Thomas Röper, geboren 1971, hat als Experte für Osteuropa in Finanzdienstleistungsunternehmen in Osteuropa und Russland Vorstands- und Aufsichtsratspositionen bekleidet. Heute lebt er in seiner Wahlheimat St. Petersburg. Er lebt über 15 Jahre in Russland und spricht fließend Russisch. Die Schwerpunkte seiner medienkritischen Arbeit sind das (mediale) Russlandbild in Deutschland, Kritik an der Berichterstattung westlicher Medien im Allgemeinen und die Themen (Geo-)Politik und Wirtschaft.

8 Antworten

  1. Na – ob der Zauberlehrling da so agiert wie der Möchte-gern-Meister es befiehlt…. – denke es sind berechtigte Zweifel angebracht, und wenn die HTS erst mitbekommt, daß sie nur benutzt werden – dann ist die Gesäßpastete erst recht am dampfen…
    Ich denke, das ist der HTS auch schon klar – ebenso wie sie ihren „Terrorstatus“ nie loswerden werden.
    Für den Terror-westen zählen nur die gewünschten Ergebnisse – nicht der Weg und/oder die Mittel – da bleibt wie immer viel auf der Strecke…

  2. Nur als historischer Hinweis: Das ging ja schon damit los, dass der Westen in Afghanistan in den 1970ern die „Mudschaheddin“ aufgebaut und ausgerüstet hat, damit die die „kommunistische“ Regierung stürzen und somit die Sowjetunion zwingen, gemäß dem Beistandsvertrag mit Afghanistan dort einzumarschieren. „Ich habe den Russen in Afghanistan ihr Vietnam bereitet“, nannte das später selbstgefällig der „adlige“ (von „edel“!) polnische Russenfresser Brzezinski.

    Und Al-Qaida (eigentlich: „die Datenbank“ – nämlich all jener, die sich in einem Büro in den VAE freiwillig zum Kampf in Afghanistan gegen den damals noch russischen „Satan“ meldeten) wurde in den 1990er nach Jugoslawien geflogen (inkl. eines gewissen Herrn bin Laden) um dort auf Seiten der muslimischen Glaubensbrüder gegen die Serben zu kämpfen.
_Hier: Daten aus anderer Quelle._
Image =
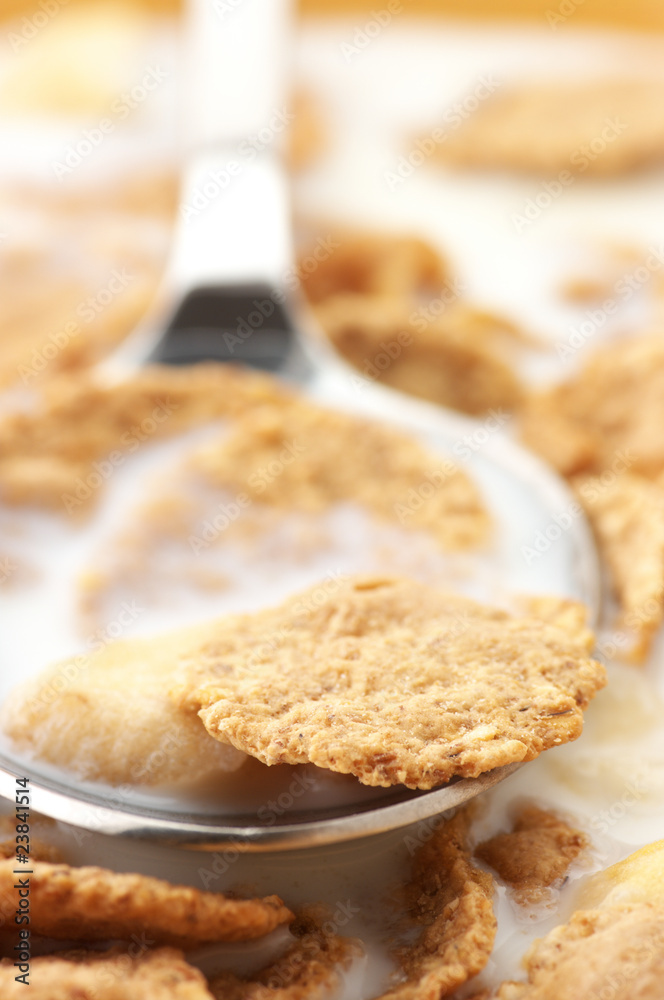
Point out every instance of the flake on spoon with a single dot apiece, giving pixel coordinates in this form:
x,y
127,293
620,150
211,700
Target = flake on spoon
x,y
389,680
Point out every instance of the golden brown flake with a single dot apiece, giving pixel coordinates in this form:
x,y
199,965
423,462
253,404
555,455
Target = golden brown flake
x,y
457,359
47,454
93,904
569,615
597,128
113,270
535,854
451,899
162,974
309,970
609,416
373,263
627,514
617,953
301,457
77,715
391,681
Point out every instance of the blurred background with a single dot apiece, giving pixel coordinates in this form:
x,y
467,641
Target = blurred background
x,y
91,114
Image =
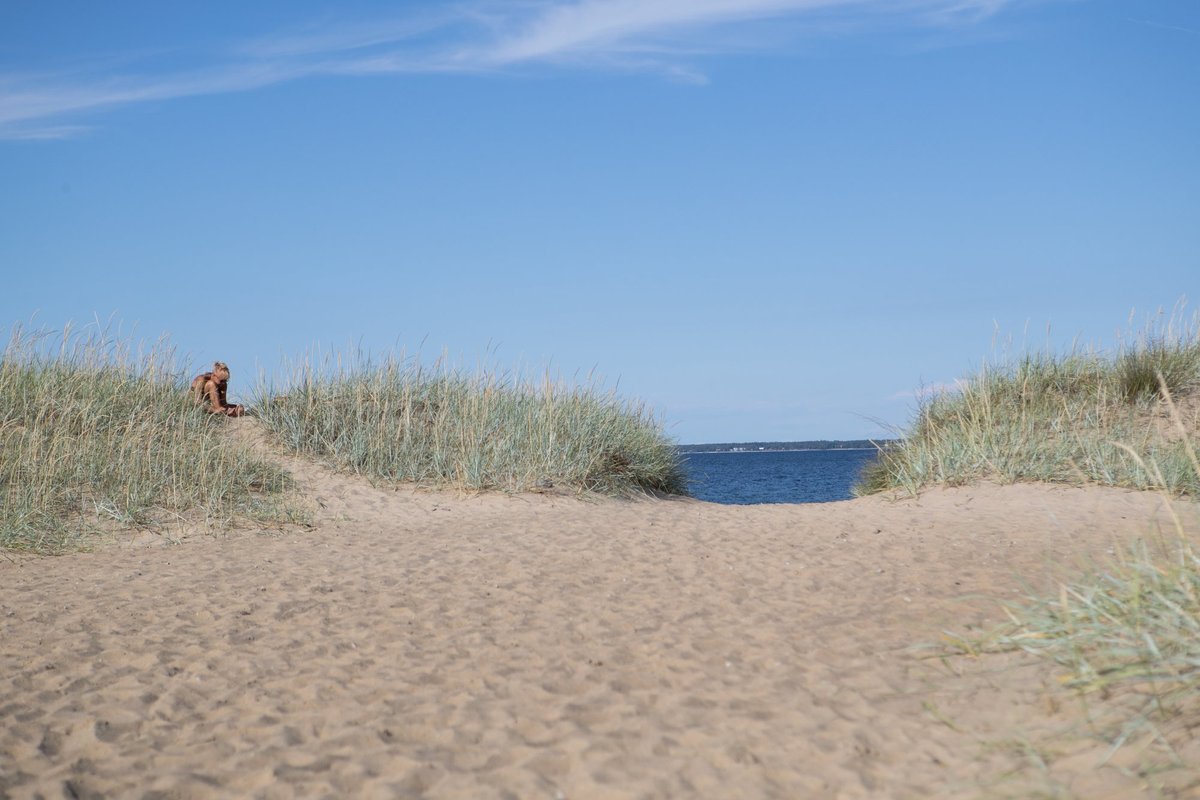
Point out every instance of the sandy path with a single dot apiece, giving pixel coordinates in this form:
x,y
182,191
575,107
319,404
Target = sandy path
x,y
426,644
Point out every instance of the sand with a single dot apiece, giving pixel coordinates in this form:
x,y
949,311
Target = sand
x,y
433,644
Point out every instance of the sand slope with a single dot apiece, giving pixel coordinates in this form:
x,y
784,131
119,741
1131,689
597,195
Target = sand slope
x,y
430,644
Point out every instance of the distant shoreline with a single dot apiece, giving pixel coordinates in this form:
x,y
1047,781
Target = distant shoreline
x,y
811,445
766,450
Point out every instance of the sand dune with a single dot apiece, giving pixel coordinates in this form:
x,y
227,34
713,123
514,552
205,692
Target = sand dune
x,y
431,644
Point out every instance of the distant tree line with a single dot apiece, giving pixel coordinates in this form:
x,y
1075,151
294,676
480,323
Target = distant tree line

Die „Fluglinie“ für den Transport von Kämpfern und Waffen – sowas transportiert ja nicht jeder einfach so – war eine gewisse „CIA“ …

  3. Kennen Sie „Wimmelbilder“? Kinder und Erwachsene lieben „Wimmelbilder“. Kinder lieben sie, weil sie stundenlang darauf sehen und immer wieder Neues entdecken können. Erwachsene lieben sie, weil sie Kinder auf diese Weise zumindest eine Zeitlang ruhigstellen können. Beliebte Themen für „Wimmelbilder“ sind Häfen, Weihnachts- oder Wochenmärkte, Bauernhöfe; Zirkuszelte oder Jahrmärkte. Es gibt „Wimmelbilder“ aus Städten und aus verschiedenen Jahrhunderten, es gibt sie als Bücher, Kalender, im Internet, als Plakate oder als Teppiche für Kindergärten.

    Gemeinsam ist allen, dass sie Phantasiebilder sind, die mit der Wirklichkeit nichts (mehr) zu tun haben. Als „Wimmelbild“ können Sie sich vorstellen, was derzeit von Medien und Politikern der westlichen Hemisphäre und ihren Partnern im östlichen Mittelmeerraum und in der arabischen Golfregion über Syrien produziert wird. Von Karin Leukefeld.

    https://www.nachdenkseiten.de/?p=126339

    1. Ja , ganz netter Artikel , für meinen Geschmack zu viel Blabla !
      Vergesslichkeit ist ein guter Helfer beim Geschichten erzählen ! 😀
      Damals ist im Irak nahezu das Gleiche passiert wie jetzt in Syrien !
      Damals hatte 800 Sandalen auf Mopeds 30.000 Soldaten überraschend besiegt ! 😀
      Und jetzt erzählt man in Syrien eine ähnliche Geschichte über Moped und Pickup Sandalen ! 😀
      Die haben ganz überraschend das Assad-Regime gestürzt ! 😀
      Wie das wirklich abgelaufen ist wurde sogar hier erzählt , aber scheinbar hält man die Leser für saublöd und erzählt immer noch die Geschichte vom „Assad-Sturz“ , unglaublich ! 😀
      Genau wie damals im Irak , war das auch jetzt in Syrien sauber geplant gewesen , da ist nichts zufällig passiert ! 😀

  4. Also ich finde, die US-Faschisten sollten ihre muslemischen Brüder ruhig unterstützen.
    Bis dann bei Meinungsverschiedenheiten wieder ein Hochhaus dran glauben muss (kann man ja auch selber anleiern).

    Das spielt denen absolut in die Hände, denn dann winkt die lückenlose Totalüberwachung, samt Durchgriffsrechten. Der feuchte Traum jedes faschistischen Regimes.

    The land of the free… bleibt es natürlich offiziell. Aber dabei schön die Hände auf der Bettdecke lassen!